Books for the Fall 2007 semester

It’s that time of the summer again, when classes loom all too near, and enthusiastic students start asking for the reading ahead of time so that they can both find the books from a cheaper source than our bookstore and get a jump on the material. So to handle all those requests at once, here is a list of my fall term classes:

  • If you’re an incoming freshman biology major, you’ll be taking Biology 1111, Fundamentals of Genetics, Evolution, and Development (FunGenEvoDevo, for short), either in the fall or the spring term. This course is primarily a qualitative introduction to the basic concepts of the scientific method which will also give you an overview of the fields described in the title. It has two textbooks, but you’ll also be getting some assigned readings from the scientific literature as the term goes on.

    • Science as a Way of Knowing: The Foundations of Modern Biology(amzn/b&n/abe/pwll), by John A. Moore. This is the primary required text for the course; you may be surprised when you read it, since it doesn’t fit the usual expectations of an introductory biology textbook. We did tell you this was a liberal arts university when you enrolled, though, didn’t we?

    • Life: The Science of Biology(amzn/b&n/abe/pwll), by David Sadava, H. Craig Heller , Gordon H. Orians, William K. Purves, David M. Hillis. This book is optional, but highly recommended, and will be used as a reference text throughout the course. You can get by using the copies in the reference section of the library, but since this book will also be used in our required biodiversity and cell biology courses, you might as well bite the expensive bullet and get a copy now. The links above are to the 8th and latest edition; it’s fine to use the 7th edition.
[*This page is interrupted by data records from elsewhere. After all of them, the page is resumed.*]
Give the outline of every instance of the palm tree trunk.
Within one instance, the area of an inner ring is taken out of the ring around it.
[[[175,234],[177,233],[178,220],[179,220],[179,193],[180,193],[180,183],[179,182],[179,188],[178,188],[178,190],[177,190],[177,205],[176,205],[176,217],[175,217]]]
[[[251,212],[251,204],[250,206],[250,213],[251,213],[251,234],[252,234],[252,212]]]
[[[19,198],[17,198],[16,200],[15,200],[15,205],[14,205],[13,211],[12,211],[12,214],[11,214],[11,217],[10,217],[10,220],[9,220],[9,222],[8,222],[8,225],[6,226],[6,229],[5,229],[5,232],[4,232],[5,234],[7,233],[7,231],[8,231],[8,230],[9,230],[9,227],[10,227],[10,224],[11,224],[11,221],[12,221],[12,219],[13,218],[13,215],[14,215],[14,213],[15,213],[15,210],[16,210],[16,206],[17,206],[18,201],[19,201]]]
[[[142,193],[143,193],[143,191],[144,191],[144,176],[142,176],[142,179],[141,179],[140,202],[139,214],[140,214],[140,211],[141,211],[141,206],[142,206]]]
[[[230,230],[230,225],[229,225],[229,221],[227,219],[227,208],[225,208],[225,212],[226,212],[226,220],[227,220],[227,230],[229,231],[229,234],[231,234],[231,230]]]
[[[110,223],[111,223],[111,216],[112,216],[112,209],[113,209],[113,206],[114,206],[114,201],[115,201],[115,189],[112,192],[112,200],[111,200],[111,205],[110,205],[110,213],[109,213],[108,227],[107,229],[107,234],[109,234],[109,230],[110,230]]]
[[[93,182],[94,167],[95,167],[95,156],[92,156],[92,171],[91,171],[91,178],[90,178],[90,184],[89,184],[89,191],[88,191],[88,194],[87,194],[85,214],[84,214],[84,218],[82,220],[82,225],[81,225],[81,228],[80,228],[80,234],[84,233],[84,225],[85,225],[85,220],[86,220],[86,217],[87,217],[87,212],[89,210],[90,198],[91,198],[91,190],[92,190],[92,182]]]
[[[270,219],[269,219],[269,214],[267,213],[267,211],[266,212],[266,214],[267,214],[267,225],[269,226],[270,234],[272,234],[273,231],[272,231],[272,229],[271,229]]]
  • A smaller number of more advanced students may be taking Biology 4003, Neurobiology. This course will be taught rather more socratically than your usual lecture course, so be prepared for more external readings (and you can also propose your own interests), but there will be one reference text and a couple of general books on the subject that we’ll be reading together.

    • Neurobiology: Molecules, Cells and Systems (amzn/b&n/abe/pwll), by Gary G. Matthews. This is a traditional neuroscience textbooks — you aren’t escaping this term without knowing the Goldman equation and a little anatomy and pharmacology.

    • Time, Love, Memory: A Great Biologist and His Quest for the Origins of Behavior(amzn/b&n/abe/pwll), by Jonathan Weiner. Why should we care about neuroscience? This book will help you figure it out, and it’s excellent description of the research enterprise might nudge a few of you towards grad school (or scare you off, but either outcome is good.)

    • Soul Made Flesh: The Discovery of the Brain—and How it Changed the World(amzn/b&n/abe/pwll), by Carl Zimmer. We’ve got to at least touch on the history of the field, and this book will give you an fine overview of what people have been thinking about that blob of goo resting in your cranium. Those students planning on med school will also find the perspective here useful.

Feel free to order them ahead of time. Be sure to have them by the first week of classes, though … I tend to plunge in right away with a stack of assignments on the first day!


  1. #1 MAJeff
    August 8, 2007

    We also get requests from the bookstore to list our fall term books at the end of spring term, so we all definitely do know which books we’ll be using well before orientation.

    Some of us know. On the adjunct level, you can never be sure. I picked up a new class three weeks ago (but the nice thing is I may actually be benefits eligible this year). I placed my book orders this week, and I don’t think I’m the last in the department to do so.